Peter Moore:  The intervention I always think of being hugely significant, that you mentioned, is the one from Leo Amery when he says 'you've sat here too long for any good you've been doing' which is an echo of Cromwell, is it not?

Andrew Roberts:  A direct quote from Oliver Cromwell in expelling one of the parliaments.

Peter Moore:  'Depart, I say, and let us have done with you. In the name of God, go.' It's one of those lines, isn't it? You talk about Chamberlain being 'white as chalk' as he sat there listening to these verdicts on his leadership. He won the vote but there was a great moral loss of power, wasn't there?

Andrew Roberts:  That's right. Suddenly, his premiership was flung into huge doubt. It was felt, especially by senior figures in the Conservative Party, that what was needed more than anything else really was a national government - a proper national government - in which the Labour Party and the Liberal Party came in and, therefore, presented to Hitler a united coalition. The question then was going to be whether or not Labour and the Liberals would be willing to enter that government with Neville Chamberlain as the Prime Minister.

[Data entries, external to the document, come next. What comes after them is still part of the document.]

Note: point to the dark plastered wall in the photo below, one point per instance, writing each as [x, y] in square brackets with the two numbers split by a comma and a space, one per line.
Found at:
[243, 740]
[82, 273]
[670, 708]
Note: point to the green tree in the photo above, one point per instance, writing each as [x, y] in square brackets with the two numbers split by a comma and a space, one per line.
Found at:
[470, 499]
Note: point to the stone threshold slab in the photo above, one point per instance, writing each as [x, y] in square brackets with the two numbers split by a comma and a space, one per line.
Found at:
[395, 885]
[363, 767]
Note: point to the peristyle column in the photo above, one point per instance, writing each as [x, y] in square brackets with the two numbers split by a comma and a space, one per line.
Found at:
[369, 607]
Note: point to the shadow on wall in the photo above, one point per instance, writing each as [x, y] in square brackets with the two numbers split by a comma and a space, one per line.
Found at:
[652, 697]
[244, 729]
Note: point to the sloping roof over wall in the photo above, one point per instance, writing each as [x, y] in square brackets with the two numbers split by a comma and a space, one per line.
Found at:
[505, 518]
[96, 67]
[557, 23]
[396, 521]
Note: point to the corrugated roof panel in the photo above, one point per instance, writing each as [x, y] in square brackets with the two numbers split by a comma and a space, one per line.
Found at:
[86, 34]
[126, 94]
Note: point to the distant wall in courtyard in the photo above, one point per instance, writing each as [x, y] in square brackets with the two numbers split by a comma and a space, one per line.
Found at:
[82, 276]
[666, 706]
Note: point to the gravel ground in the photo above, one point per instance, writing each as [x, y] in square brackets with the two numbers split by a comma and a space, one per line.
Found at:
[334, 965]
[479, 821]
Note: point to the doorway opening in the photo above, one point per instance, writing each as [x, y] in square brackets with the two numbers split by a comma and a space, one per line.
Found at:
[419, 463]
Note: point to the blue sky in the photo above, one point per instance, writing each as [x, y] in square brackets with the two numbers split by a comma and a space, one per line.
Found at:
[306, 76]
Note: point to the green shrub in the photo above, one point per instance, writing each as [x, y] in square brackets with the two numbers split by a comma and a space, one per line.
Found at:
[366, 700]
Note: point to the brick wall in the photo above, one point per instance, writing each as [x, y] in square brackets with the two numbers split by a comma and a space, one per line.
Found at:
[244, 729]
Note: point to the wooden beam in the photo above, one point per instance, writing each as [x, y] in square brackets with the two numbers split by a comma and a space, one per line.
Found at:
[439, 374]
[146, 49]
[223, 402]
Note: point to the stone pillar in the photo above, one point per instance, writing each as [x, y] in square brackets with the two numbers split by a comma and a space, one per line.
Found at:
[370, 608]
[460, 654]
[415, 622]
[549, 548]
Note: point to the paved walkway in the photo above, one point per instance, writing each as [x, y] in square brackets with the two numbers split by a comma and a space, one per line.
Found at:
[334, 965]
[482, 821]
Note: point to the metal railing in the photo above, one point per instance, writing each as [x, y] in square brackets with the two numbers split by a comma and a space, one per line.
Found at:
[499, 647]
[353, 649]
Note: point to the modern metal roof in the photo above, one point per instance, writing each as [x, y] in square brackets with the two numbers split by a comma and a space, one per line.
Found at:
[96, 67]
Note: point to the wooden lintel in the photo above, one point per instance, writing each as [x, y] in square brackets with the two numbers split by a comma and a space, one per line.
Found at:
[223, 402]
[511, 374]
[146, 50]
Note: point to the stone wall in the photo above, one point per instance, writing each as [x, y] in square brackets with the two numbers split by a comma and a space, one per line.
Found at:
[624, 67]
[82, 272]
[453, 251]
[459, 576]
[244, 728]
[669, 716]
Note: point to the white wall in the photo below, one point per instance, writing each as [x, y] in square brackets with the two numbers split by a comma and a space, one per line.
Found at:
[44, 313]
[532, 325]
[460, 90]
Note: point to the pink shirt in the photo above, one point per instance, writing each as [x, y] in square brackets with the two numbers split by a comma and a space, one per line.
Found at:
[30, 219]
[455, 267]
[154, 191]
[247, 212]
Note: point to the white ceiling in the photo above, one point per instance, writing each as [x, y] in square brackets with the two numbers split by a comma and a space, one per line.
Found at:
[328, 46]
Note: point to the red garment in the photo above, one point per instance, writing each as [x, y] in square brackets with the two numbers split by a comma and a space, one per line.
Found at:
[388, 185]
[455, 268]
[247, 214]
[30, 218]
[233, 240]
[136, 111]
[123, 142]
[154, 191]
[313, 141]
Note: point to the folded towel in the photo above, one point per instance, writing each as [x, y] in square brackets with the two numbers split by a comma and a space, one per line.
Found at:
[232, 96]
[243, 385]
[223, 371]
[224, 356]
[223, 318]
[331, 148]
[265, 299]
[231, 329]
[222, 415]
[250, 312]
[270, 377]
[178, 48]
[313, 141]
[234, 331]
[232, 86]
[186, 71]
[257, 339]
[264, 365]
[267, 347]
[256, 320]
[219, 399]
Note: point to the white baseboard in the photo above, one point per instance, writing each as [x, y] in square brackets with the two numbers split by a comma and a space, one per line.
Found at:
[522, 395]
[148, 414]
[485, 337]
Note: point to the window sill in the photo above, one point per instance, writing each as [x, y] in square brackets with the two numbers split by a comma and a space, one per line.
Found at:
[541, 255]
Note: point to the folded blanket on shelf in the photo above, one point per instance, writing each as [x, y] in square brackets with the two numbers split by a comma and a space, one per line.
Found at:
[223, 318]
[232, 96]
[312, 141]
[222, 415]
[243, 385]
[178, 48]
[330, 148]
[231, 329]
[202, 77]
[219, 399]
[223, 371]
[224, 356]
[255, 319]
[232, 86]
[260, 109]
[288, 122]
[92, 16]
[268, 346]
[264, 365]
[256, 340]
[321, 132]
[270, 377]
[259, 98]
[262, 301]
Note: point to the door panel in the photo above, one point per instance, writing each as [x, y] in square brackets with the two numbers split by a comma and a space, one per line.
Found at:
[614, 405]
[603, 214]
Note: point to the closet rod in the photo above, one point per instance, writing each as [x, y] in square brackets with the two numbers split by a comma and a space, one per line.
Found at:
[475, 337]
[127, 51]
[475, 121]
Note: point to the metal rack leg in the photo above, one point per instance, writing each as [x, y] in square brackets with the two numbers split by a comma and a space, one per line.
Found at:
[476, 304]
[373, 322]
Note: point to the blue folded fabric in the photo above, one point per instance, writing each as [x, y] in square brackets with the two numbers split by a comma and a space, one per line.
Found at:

Peter Moore:  It's a tremendous set-piece scene. It really is. You mention that, very strangely for the House of Commons at this point, there are some visual records of what was happening. Was there a surreptitious photographer in the Gallery?

Andrew Roberts:  Well no, there was an actual MP, who wasn't in the Gallery. He was on the floor of the House of Commons. He was called John Moore-Brabazon. He had bought a little Minox camera, which was a tiny little thing about only one inch by two inches or so. Against all the rules of the House of Commons, he started taking photographs of the actual Norway Debate as it was going on.

Peter Moore:  This is very unusual, at this time, to have a visual record...

Andrew Roberts:  I know.

Peter Moore:  ...of such an important occasion.

Andrew Roberts:  Entirely unknown and it's the only one that we have, actually, of the House of Commons sitting at that time.

Peter Moore:  What can we see in these photos? Are they clear?

Andrew Roberts:  They're not. They're fairly smudgy but we can see Chamberlain on his feet. We can see Winston Churchill sitting down quite close to him. We can see how packed the House of Commons was. There was no room whatsoever for anybody. We can see the benches, therefore, completely full of people. It's fascinating to see how many people there are and all looking incredibly smart, of course. Everybody, of course, wore stiff collars, and ties, and things like that. It was, in that sense, very orderly but it became very disorderly at the end of the debate when people started shouting and yelling. Some people started to try and sing Rule Britannia and they were shouted down by people of their own party. There were people yelling at the Prime Minister to resign and it all started getting very noisy.

Peter Moore:  I'm just trying to think and were you there, I suppose it would be a transfixing occasion and really, it's difficult to think of an analogy for something in my lifetime; the great parliamentary occasions of maybe Robin Cook making a speech on the eve of the war with Iraq in 2003 or maybe before that when you have Geoffrey Howe talking about cricket bats at the end of Margaret Thatcher's time.

Andrew Roberts:  I think if you add all of those put together, including all the upsets over Brexit, one way and another, and everything that we've had to do with the Iraq War and you multiply them all by five, you still don't get quite the sense of the Norway Debate which is, of course, actually taking place in a world war.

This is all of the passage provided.